Well, I like the looks of the St. Crispin's Baby Calf. As far as I know it is 100% veg--a dyed crust. I think it is a bit thin for men's shoes. I've spoken to Tony about it and he showed me some samples of a thicker product but when I went to order, it wasn't available. One of our members spent here on SF some time with Janne Melkerssohn and they had trouble with it tearing.
But it is not the only vegetable tanned upper leather I have seen or used. That said, there isn't much available in the US. Whenever I get a hide that is reported to be 100% veg, I burn a snippet. If the ash is 100% black and crusty, I am satisfied that it is as advertised.
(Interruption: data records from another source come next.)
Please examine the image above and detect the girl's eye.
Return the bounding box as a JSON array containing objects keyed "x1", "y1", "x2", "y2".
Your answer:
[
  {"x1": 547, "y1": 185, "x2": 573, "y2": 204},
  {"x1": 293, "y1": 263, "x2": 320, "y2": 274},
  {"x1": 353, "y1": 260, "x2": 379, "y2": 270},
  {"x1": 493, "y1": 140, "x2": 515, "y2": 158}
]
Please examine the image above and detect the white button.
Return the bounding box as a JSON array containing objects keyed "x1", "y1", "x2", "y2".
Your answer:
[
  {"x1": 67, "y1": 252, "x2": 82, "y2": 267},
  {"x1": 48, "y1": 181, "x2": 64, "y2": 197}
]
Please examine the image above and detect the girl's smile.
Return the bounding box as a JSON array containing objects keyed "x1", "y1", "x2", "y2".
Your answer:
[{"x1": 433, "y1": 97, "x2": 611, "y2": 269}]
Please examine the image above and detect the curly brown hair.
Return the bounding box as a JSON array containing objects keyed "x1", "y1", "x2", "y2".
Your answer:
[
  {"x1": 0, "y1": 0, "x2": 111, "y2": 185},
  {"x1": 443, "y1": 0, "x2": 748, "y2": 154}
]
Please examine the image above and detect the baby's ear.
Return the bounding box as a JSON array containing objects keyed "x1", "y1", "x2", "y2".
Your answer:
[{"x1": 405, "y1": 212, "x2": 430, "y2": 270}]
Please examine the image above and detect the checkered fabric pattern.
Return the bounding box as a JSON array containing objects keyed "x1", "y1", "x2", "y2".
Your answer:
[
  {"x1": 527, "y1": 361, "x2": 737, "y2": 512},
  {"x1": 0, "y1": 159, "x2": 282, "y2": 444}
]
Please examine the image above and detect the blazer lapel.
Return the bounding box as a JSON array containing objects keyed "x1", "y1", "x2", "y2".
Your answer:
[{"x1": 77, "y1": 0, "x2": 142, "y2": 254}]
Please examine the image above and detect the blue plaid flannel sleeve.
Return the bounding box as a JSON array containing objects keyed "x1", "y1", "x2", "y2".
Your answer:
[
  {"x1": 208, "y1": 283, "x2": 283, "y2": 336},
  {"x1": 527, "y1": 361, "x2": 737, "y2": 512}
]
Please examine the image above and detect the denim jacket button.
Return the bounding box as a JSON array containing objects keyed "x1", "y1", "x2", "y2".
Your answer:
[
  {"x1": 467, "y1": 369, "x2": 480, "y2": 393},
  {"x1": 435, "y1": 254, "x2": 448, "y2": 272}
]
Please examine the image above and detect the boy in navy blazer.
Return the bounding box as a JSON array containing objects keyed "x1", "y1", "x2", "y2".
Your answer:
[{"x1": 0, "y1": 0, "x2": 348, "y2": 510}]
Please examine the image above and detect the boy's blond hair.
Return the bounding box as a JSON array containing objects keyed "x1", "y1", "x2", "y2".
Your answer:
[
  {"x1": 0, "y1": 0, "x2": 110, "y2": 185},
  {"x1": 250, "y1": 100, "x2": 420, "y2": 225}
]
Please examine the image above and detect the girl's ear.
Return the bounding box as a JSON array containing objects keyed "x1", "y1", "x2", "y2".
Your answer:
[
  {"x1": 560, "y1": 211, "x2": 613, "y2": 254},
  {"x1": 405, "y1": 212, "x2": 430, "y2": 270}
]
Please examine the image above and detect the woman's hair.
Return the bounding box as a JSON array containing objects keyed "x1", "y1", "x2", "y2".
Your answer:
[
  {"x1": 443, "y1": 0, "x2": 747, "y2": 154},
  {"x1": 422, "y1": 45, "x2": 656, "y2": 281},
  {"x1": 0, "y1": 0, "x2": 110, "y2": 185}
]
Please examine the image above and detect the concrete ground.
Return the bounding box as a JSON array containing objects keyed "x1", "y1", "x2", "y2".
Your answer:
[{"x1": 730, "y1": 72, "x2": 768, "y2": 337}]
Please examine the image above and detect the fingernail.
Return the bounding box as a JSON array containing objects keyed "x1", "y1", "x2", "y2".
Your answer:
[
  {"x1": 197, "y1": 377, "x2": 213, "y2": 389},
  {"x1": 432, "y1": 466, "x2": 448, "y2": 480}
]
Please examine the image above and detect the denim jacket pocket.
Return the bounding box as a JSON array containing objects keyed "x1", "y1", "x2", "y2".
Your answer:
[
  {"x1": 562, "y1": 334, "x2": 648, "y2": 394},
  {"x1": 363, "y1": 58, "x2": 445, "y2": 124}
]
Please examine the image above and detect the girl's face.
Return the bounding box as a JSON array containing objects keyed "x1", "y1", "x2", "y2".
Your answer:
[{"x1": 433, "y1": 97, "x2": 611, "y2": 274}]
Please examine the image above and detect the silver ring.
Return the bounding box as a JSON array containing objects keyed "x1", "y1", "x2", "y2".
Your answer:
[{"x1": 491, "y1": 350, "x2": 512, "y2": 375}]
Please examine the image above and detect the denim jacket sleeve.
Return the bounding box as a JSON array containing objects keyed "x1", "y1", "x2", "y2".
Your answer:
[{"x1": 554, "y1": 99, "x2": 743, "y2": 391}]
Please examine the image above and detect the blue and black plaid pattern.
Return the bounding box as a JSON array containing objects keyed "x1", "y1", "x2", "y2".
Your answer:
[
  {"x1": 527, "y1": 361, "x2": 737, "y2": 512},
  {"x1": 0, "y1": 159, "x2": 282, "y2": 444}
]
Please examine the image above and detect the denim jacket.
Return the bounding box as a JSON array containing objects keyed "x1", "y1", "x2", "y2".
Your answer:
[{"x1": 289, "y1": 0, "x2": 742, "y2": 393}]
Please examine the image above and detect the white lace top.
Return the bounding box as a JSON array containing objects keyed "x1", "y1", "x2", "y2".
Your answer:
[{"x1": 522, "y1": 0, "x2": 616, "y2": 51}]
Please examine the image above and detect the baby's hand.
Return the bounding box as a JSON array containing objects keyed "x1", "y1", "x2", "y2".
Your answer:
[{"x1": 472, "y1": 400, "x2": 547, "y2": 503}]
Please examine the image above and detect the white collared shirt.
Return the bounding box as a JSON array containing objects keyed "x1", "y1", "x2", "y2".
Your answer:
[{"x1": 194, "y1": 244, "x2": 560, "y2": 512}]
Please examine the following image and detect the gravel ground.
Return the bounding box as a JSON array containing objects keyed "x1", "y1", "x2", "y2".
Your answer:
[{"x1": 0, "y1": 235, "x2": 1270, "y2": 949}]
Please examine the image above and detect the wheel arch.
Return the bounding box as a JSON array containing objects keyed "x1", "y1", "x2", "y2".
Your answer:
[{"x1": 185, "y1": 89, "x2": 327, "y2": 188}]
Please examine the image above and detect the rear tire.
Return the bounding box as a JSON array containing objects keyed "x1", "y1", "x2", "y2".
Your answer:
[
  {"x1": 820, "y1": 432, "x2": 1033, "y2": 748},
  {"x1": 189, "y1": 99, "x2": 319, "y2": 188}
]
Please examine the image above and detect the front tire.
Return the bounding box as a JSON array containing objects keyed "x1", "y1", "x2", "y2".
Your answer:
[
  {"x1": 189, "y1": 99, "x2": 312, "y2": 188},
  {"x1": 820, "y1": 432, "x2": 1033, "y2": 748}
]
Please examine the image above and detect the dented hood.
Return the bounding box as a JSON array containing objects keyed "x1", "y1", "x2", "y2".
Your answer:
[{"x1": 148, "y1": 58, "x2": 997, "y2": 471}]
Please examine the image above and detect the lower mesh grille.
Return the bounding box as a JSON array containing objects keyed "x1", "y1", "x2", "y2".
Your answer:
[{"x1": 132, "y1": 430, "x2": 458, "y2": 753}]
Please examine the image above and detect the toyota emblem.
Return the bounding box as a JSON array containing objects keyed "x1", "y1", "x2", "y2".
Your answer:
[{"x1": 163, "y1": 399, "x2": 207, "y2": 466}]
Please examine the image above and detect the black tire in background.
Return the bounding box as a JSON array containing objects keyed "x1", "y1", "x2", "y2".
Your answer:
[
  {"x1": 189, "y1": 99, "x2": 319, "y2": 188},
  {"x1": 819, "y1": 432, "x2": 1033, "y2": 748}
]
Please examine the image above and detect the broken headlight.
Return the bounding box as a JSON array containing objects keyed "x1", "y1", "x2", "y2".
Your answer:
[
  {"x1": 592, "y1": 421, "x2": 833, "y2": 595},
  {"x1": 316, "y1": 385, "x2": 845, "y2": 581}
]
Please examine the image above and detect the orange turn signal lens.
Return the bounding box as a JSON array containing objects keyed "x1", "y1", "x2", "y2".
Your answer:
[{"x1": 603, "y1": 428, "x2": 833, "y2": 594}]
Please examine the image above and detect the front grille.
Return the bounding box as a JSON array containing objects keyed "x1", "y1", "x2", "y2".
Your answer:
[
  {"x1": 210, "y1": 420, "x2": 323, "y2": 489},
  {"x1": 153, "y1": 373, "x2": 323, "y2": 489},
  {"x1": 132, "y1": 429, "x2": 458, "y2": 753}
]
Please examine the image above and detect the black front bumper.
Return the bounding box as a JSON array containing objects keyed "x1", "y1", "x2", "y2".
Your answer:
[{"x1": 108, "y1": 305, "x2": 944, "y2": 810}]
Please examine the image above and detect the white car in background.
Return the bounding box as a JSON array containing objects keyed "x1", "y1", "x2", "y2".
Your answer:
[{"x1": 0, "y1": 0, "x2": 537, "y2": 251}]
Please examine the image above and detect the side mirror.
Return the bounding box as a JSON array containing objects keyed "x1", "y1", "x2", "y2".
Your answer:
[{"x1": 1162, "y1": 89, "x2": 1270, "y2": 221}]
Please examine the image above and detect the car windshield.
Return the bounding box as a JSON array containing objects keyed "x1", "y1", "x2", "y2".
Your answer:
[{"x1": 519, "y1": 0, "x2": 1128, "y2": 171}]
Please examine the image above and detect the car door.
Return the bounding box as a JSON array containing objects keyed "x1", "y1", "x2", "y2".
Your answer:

If it is a retan there will be turquoise ash in the residue. If it is pure chrome the ash will be an intense greenish blue.
I'd use more if I could get it. Hell, if I has a proper drum dying set up nearby, I'd buy up heavy (3-4 oz.) veg kips and dye them bespoke.
And having said that, I don't mind retans really. I use a lot of buffalo calf in one form or another and it's almost all retan (can't think of any that wasn't). I like it. Done properly, I don't really see a downside.
Speaking of veg tanned leathers and dubbin,oils etc., I use a vegetable tanned lining leather (many high end makers do) and it never gets conditioned with anything. Yet it never seems to crack or dry out either.
I can't speak to whether chrome could be produced as a crust. Of course it could, because all that really means is that it has not been finished. But it would look like hell. And having said that I've seen shoes that were purportedly crust leather (to be dyed and antiqued, etc,) that looks pretty white/grey for even a retan.
edited for punctuation and clarity
Leather goes through curing, beamhouse/preparing, tanning, dressing, and the finishing.
In the tanning process there's veg tan, chrome tan, combination, or chrome tan veg retan. Box/willow calf are traditionally chrome tanned and most thought after.
A lot of those ugly wet blue trace of chrome tan is washed away during dressing, where chemicals are added for suppleness and color.